マッチ箱は電気羊の夢を見るか ー電子立国日本、復興への道ー

いわのふ

第1話 研究室

 私は生化学を長いことやってきたが、今はK大の教授に応募してどういうわけか合格してしまい、春から赴任している。それまでは、毎日毎日、カネもうけの話ばかりのとある製薬会社にいて、いかにカネがもうかる開発するかばかり考えさせられてきた。私もそんな日々をすごしているうちに、同僚たちは学会で実績をつんで、次々に大学に出て行く年頃になった。


 とは言っても今の大学も同じだ。教授、というのは名ばかりで、専門性が問われているわけではない。外部からどれだけ資金を獲得できるかが問われている。だから、勤め人だった私が合格したのだと思う。博士論文は書いていて某大学から博士号もとっており、くだらない論文の数本でも書いているので、資格としては十分であるとされたが。大学の運営は、もといた会社からの共同研究とか期待しているのだろうが、申し訳ないがそういうことはしたくない。

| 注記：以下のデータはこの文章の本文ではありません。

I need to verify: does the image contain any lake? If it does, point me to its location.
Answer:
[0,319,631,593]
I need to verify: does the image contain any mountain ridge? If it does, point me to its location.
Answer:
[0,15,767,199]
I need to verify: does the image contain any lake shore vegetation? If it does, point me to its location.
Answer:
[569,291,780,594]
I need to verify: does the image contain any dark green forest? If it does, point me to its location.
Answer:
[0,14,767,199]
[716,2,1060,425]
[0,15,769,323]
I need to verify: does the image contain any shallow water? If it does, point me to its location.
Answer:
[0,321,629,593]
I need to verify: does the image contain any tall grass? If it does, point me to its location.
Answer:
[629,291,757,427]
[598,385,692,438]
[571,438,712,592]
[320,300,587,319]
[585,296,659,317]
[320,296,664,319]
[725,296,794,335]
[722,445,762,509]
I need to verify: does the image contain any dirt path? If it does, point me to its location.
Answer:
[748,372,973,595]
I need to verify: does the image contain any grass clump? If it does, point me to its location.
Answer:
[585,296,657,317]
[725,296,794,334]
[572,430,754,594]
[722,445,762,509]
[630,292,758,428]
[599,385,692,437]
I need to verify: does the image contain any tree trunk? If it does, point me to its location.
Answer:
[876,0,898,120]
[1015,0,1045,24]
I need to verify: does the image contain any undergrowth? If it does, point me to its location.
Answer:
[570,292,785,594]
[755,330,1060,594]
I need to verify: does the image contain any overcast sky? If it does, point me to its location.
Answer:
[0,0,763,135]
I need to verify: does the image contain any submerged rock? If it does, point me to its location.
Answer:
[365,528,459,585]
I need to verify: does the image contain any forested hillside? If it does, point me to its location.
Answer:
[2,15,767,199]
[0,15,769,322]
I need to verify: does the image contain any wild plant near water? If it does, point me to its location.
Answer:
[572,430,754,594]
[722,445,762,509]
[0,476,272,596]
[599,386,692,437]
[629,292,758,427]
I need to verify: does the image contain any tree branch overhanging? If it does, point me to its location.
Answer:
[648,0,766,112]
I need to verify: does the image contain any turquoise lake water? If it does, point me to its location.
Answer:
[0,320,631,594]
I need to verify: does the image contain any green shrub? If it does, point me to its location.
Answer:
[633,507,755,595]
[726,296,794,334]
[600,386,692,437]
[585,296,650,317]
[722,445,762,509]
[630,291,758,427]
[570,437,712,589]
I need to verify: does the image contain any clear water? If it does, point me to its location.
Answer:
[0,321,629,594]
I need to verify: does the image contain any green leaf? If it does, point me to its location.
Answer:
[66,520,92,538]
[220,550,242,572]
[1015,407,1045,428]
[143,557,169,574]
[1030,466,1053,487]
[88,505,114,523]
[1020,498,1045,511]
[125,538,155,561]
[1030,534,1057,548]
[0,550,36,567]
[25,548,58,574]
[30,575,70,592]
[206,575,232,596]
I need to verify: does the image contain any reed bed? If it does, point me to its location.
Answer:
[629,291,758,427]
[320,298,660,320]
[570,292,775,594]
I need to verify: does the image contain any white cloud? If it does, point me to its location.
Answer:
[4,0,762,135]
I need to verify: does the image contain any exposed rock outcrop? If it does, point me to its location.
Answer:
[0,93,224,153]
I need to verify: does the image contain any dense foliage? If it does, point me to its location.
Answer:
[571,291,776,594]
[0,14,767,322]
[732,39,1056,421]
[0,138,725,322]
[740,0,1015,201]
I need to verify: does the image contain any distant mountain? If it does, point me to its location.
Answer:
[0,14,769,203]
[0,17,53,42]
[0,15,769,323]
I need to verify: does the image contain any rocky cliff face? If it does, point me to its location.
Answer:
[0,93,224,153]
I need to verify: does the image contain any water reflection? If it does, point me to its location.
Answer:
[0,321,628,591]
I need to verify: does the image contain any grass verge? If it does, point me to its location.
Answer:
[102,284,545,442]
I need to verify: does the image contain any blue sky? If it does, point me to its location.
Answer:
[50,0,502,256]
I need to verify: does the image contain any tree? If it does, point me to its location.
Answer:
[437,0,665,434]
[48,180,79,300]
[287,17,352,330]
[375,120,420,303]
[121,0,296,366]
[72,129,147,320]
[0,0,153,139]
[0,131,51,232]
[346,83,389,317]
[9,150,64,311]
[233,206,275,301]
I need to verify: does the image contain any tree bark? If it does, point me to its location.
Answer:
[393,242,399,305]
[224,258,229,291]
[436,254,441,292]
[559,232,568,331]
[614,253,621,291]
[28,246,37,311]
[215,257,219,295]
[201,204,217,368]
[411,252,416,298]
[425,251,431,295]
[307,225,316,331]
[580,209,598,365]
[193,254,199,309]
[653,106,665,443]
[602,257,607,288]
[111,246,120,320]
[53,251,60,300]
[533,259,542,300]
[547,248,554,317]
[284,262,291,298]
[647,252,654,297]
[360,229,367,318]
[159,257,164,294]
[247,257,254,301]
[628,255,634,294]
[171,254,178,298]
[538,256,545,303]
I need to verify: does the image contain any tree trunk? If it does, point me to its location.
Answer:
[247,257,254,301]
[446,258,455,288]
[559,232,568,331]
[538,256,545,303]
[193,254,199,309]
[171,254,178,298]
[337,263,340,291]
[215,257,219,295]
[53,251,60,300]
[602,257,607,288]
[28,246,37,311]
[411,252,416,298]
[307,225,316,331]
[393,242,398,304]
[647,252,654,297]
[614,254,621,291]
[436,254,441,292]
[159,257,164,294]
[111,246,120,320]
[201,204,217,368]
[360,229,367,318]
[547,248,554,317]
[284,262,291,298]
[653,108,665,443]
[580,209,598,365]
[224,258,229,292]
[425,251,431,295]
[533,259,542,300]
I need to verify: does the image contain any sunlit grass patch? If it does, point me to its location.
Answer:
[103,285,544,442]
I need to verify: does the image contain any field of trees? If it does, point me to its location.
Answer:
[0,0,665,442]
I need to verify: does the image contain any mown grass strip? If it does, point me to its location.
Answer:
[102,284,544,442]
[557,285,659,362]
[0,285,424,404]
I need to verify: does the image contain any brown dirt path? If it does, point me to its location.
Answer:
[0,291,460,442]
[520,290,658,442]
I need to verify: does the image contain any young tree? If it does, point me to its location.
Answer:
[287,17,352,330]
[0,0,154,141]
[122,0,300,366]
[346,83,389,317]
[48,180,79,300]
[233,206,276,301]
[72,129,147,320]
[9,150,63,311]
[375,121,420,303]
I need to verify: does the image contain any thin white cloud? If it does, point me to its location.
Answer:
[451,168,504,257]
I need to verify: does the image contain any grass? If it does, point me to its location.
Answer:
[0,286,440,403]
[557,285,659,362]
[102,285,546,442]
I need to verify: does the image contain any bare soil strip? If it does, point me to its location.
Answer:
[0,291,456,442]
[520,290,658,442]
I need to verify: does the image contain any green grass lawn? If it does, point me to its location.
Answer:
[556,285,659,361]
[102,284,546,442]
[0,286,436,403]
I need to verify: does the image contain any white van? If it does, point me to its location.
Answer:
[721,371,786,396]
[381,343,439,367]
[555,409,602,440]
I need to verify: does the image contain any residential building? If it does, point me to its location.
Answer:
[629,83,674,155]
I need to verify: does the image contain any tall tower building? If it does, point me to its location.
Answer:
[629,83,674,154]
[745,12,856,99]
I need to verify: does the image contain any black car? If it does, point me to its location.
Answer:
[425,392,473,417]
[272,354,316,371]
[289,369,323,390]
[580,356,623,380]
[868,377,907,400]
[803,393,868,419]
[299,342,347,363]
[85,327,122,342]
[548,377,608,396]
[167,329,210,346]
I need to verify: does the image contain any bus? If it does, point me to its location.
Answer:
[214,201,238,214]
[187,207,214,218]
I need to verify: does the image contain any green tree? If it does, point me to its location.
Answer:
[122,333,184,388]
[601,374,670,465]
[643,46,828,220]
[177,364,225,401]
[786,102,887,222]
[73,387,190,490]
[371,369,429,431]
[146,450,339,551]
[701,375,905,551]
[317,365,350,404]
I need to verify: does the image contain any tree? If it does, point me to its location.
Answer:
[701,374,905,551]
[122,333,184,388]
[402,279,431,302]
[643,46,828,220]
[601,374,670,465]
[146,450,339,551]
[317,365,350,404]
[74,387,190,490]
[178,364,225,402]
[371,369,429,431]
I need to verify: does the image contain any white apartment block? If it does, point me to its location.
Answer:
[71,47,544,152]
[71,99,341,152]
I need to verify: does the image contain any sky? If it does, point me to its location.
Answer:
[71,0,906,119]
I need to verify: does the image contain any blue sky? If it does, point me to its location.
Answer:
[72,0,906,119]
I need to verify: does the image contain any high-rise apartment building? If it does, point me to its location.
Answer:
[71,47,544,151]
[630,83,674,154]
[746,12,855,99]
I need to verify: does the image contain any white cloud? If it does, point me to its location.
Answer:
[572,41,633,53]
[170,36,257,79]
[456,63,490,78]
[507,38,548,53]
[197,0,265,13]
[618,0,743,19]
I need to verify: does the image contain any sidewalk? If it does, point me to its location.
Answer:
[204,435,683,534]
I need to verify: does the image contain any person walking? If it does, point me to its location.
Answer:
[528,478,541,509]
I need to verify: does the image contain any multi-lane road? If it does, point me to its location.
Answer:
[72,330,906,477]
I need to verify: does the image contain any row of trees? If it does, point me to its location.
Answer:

 といって、カネをもらってこないことには研究費もろくに出ないし、基礎研究ばかりやっていると干される。十年後の日本からノーベル賞はもう出ないと言われる由縁である。周りの教授連中は、しょっちゅう出張に行っている。学会ならまだしも、企業に行って、宣伝に必死なのだ。自分の研究室の運営は自分でやらねばならない。教授は、零細企業の社長のようなもの。では、助教、准教授はどうかというと、これまた雑事でほぼ研究する時間なぞない。


 彼らは学会の世話係から、どうでもいい書類書きなど一日中やり、果ては学生の面倒を見ており自分の研究時間なんてあるわけがない。可哀想だが、学問的な業績を期待する方が間違っている。金儲けてどこが悪い、と開き直ったどこぞやらの投資家みたいだ。周囲の研究室を見ると、もうかなり前に発掘した事実をことさら大げさに宣伝媒体に発表して、研究費を獲得しようとしている。論文ときたら、英語だけはやたらと上手ではあるが、内容ときたら陳腐なものばかりだ。


 私には研究したいことがあり、まだそういう気持ちを持っているから大学に来たわけだが、かねてから聞いてのとおり、そこは研究の場所と言っていいのか、わからなくなりつつある。どこまでいっても、カネがついてまわり、すぐに儲けられない研究なんて掃いて捨てる扱いだ。


 その掃いて捨てたくなるような内容の研究を私はやりたいわけであり、内容といったら人間の意識、ようするにこころに関するものなのである。てっとり早くカネを手にするのなら、人工知能の研究です、と開き直ることも可能だが、現代の人工知能の研究はかつてからあった遺伝的アルゴリズムとか統計処理とかを、やたらと沢山の処理装置が並んだコンピュータにさせるものに過ぎない。


 ゲームの理論が流行った頃とやってることはそんなに変わらない。変わったのはコンピュータ以外にも周辺のハードがすごくよくなって、データをたくさん扱えることくらい。なにがシンギュラリティだ、と私は思うのだ。要するに機械が人間を超える日が近いとか、あの手の馬鹿馬鹿しい経済誌の特集記事の謳い文句である。


 そんなことにはならない、ってことは大衆だって大手情報産業の出すAIスピーカで身をもって知っている。なんだ、あの回答は。「すみません、わかりません」。データがそろってないか、認識プログラムがまともじゃない証拠だろう。とうていAIなんて呼びたくはないよ、そんなガラクタ。


 そうではなくて、私はこころの本質なるものを見極めたいのだ。たとえ、あのドクター・リリーのようにマッドサイエンティストと呼ばれようと、オカルト学者と言われようと。